Dustin Chambers | Bloomberg | Getty Images

Airbnb reported better-than-expected revenue for the fourth quarter on Tuesday and issued an optimistic forecast for the current period. The stock fell more than 4% in extended trading.

Here’s how the company did:

  • Loss per share: 55 cents. It’s not immediately clear if that’s comparable to the profit estimate of 62 cents, according to LSEG, formerly known as Refinitiv
  • Revenue: $2.22 billion vs. $2.17 billion expected by analysts, according to LSEG

Revenue climbed 17% from $1.9 billion in the same quarter a year earlier. Airbnb posted adjusted earnings of $738 million in the fourth quarter. Analysts were expecting $645 million, according to StreetAccount.

Airbnb reported a net loss of $349 million, or 55 cents a share, compared to net income of $319 million, or 48 cents per share, a year earlier. Airbnb said its loss included lodging tax reserves and nonrecurring tax withholding expenses of around $1 billion.

The company also announced approval to buy back up to $6 billion of its Class A common stock, according to a release.

In its shareholder letter, Airbnb said the company is at an “inflection point” after spending the past three years upgrading and adding features to its main room-sharing service.
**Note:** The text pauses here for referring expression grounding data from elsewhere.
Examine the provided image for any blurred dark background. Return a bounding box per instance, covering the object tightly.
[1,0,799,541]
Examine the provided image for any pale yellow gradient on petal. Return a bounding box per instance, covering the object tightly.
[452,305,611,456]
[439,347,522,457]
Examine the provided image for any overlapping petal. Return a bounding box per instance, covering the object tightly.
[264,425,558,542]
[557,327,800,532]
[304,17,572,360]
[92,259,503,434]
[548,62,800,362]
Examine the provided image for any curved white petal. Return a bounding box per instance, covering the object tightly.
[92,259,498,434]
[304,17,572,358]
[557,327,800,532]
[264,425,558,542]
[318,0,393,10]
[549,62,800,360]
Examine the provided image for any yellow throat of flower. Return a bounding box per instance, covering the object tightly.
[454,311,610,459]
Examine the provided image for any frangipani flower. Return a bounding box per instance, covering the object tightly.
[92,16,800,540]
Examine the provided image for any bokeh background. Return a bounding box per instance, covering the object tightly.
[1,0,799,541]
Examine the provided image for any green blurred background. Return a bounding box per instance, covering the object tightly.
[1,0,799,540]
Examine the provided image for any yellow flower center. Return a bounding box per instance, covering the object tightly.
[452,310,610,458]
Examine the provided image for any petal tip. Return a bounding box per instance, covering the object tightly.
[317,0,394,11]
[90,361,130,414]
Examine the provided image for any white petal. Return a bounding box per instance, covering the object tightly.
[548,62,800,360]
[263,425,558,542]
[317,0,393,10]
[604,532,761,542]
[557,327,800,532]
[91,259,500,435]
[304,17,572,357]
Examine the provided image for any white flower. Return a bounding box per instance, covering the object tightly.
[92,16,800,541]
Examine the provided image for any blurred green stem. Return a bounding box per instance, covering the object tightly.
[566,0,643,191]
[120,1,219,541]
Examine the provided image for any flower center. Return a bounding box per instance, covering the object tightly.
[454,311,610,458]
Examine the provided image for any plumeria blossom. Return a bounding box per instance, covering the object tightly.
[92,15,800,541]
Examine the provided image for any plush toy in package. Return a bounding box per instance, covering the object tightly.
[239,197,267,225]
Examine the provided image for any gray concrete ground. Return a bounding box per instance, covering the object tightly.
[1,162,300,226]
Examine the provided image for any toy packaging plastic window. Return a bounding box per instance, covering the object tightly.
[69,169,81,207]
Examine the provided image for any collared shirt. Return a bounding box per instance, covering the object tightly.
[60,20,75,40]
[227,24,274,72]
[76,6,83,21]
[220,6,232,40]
Airbnb said it’s investing in more under-penetrated markets abroad in 2024, and that it will share plans to expand beyond its core business later this year.

Airbnb said revenue in the first quarter will be between $2.03 billion and $2.07 billion, while Wall Street was expecting $2.03 billion, according to LSEG. The company said the quarter started out strong, with more than six million guests celebrating the new year in an Airbnb.

Gross booking value, which Airbnb uses to track host earnings, service fees, cleaning fees and taxes, came in at $15.5 billion in the fourth quarter. The company reported 98.8 million nights and experiences booked, up 12% from a year ago, and above the 98 million expected by analysts, according to StreetAccount.

Airbnb said guest demand “remains strong,” particularly for first-time users. The company said that after the “volatility” affected the business in October, when the Israel-Hamas war broke out, its nights booked growth accelerated through the rest of the period.

Average daily rates increased 3% from a year ago to $157 in the fourth quarter, and the company ended 2023 with 7.7 million active listings, up 18% from a year earlier.

Airbnb said in the investor letter that it has seen “double-digit supply growth” in active listings across every region, while the Asia-Pacific and Latin America regions grew the most.

Airbnb will hold its quarterly call with investors at 4:30 p.m. ET.